I have a habit of marinating chicken in small portions and storing them. It is difficult to order home service of the frozen/fresh chicken in small quantity. But I cannot eat one kilo in one go, right? I normally divide one kilo of chicken into four portions and I marinate each portion differently, Chinese sauce, Indian curd masala, tandoori masala and other just garlic-ginger-onion-chili paste.

Last week I entered my kitchen with no plans on what I would cook. There was marinated chicken in the fridge. I picked up the chicken portion marinated in garlic-ginger-onion-chili paste.

Still unsure, I started to stir fry the marinated chicken in 2 tablespoons of oil. The chicken became light brown on both sides. I added 2 glasses of water and let it cook.

I opened my fridge to see what I could add.

There was Tom Yum chicken cube, kaffir lime leaves, coconut powder and the decision was made to make chicken Thai style.

Added the kaffir lime leaves and Tom Yum chicken cube into the stock, then looked for veggies to add and grinned ear-to-ear when I discovered I had all the veggies that I would need.

Started to chop vegetables like carrots, capsicum, broccoli, cabbage, mushrooms, shallots, basil leaves and green beans.

Added the veggies that take some time to become tender, veggies like chopped carrots, mushrooms and green beans to the stock.

Added red chili powder and lime juice to the stock

Dissolved coconut milk powder in half cup of warm water and added to the stock.

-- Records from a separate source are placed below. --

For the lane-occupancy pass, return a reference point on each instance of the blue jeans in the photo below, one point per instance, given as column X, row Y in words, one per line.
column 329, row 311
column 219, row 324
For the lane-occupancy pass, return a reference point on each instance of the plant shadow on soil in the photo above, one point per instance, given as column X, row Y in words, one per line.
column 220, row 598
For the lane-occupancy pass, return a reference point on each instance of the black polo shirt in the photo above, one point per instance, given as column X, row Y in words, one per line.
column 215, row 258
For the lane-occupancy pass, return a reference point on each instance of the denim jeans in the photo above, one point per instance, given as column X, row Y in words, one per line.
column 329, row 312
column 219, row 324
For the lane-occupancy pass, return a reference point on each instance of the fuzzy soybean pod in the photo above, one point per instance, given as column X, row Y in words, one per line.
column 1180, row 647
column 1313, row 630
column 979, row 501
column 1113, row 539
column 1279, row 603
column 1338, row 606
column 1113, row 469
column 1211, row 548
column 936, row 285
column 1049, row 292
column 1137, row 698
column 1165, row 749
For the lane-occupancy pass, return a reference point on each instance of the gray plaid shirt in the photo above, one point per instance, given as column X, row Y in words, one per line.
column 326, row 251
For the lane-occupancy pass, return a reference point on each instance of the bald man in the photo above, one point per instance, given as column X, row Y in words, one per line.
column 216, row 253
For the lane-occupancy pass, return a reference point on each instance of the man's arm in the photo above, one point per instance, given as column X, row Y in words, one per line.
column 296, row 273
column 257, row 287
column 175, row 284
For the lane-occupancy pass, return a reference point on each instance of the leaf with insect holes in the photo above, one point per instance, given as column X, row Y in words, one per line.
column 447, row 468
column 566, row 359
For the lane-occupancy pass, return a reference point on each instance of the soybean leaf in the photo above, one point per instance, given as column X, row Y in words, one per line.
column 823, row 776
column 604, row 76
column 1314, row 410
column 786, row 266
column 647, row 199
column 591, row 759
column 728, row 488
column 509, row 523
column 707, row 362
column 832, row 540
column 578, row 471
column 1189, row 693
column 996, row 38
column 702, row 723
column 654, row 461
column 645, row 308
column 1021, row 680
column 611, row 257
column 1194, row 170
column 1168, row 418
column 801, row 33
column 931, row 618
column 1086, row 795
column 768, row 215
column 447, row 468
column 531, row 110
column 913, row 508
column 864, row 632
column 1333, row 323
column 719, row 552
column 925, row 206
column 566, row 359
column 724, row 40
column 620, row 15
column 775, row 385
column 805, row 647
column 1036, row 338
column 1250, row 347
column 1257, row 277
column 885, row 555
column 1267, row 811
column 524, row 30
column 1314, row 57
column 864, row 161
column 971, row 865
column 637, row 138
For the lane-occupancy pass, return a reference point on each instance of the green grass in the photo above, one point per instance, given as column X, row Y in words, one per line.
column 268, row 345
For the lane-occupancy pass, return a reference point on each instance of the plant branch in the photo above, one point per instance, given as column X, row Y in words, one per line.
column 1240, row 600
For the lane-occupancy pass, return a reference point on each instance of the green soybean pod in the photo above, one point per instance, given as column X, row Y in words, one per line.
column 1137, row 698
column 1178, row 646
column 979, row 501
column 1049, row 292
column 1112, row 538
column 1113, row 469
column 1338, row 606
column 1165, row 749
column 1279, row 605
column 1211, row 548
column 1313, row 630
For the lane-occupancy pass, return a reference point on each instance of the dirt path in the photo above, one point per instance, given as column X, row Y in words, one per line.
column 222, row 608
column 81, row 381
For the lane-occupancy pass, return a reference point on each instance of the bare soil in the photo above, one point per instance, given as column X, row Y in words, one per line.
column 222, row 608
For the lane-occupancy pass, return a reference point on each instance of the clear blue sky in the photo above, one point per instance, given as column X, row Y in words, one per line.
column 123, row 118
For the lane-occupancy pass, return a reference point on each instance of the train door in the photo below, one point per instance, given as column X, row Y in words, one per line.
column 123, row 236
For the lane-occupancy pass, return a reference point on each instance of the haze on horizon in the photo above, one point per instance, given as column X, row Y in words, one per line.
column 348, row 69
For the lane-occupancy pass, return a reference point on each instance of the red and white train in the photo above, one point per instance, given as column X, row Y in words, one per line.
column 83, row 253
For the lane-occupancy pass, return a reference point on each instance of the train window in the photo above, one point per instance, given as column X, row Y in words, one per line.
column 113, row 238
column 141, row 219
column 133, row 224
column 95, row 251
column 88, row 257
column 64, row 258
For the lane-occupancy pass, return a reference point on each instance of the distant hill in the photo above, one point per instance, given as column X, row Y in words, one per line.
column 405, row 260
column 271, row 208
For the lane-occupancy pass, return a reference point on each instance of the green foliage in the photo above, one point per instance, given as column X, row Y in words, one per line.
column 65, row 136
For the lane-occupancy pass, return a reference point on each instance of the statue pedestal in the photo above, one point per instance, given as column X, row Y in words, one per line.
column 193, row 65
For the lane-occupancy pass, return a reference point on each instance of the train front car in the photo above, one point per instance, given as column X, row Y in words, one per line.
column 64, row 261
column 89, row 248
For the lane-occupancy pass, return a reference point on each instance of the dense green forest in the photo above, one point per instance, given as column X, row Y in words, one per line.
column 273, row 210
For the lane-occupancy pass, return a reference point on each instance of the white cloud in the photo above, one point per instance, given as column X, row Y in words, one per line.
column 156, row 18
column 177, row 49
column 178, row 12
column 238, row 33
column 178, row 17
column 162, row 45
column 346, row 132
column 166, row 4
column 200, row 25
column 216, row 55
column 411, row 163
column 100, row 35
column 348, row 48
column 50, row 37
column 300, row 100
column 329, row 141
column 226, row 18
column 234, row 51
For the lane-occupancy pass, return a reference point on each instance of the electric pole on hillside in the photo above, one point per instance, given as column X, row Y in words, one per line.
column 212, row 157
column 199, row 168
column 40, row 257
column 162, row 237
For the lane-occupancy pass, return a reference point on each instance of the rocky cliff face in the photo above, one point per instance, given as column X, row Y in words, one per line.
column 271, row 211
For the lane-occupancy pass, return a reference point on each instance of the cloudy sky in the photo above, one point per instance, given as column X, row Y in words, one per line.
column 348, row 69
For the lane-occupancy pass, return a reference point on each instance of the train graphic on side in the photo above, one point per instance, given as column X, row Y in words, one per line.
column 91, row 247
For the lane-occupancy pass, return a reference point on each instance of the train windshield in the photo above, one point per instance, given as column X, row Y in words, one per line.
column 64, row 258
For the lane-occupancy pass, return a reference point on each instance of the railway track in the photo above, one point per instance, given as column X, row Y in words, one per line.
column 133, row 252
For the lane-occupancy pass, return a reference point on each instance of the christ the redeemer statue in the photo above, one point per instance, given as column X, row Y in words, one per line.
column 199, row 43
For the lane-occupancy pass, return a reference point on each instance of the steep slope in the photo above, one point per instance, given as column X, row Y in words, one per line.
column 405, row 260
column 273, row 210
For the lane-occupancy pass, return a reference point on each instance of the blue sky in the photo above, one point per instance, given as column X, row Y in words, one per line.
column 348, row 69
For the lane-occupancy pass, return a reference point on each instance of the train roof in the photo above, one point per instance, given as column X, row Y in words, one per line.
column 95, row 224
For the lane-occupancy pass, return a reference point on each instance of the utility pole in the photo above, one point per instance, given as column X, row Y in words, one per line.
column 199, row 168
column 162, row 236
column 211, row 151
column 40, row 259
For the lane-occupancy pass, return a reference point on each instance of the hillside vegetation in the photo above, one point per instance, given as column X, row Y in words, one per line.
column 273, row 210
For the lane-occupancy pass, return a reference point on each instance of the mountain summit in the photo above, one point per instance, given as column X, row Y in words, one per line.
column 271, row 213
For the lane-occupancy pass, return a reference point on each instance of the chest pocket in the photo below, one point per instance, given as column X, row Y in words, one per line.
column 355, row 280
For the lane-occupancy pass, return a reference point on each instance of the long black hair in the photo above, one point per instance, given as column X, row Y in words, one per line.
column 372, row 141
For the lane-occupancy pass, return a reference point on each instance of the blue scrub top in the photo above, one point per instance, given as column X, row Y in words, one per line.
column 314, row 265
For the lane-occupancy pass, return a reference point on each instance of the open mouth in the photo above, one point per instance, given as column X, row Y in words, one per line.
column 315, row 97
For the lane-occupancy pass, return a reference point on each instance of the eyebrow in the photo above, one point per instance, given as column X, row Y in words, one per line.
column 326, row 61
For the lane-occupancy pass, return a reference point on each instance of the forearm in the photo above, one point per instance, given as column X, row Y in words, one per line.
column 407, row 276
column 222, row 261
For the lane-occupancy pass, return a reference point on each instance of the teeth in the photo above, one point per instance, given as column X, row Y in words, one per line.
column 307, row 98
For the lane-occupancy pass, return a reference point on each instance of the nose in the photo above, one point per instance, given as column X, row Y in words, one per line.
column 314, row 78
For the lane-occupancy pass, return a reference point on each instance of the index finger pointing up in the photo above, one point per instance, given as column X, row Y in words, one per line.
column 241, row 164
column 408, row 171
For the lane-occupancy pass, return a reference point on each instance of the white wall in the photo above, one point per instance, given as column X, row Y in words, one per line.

Finally added veggies that require just steam, veggies like broccoli, shallots, basil leaves, cabbage and capsicum.

Added few drops of fish sauce.

Covered the pan for two minutes then sat down to relish with it white rice.

The experience in cooking teaches you to add the ingredients as you wish, and tasting several times helps you decide its’ correct taste. Thai cuisine is the moderate combination of sweet, sour and spicy. I don’t use salt in Thai cuisine, fish sauce and Tom Yum cube is quite salty.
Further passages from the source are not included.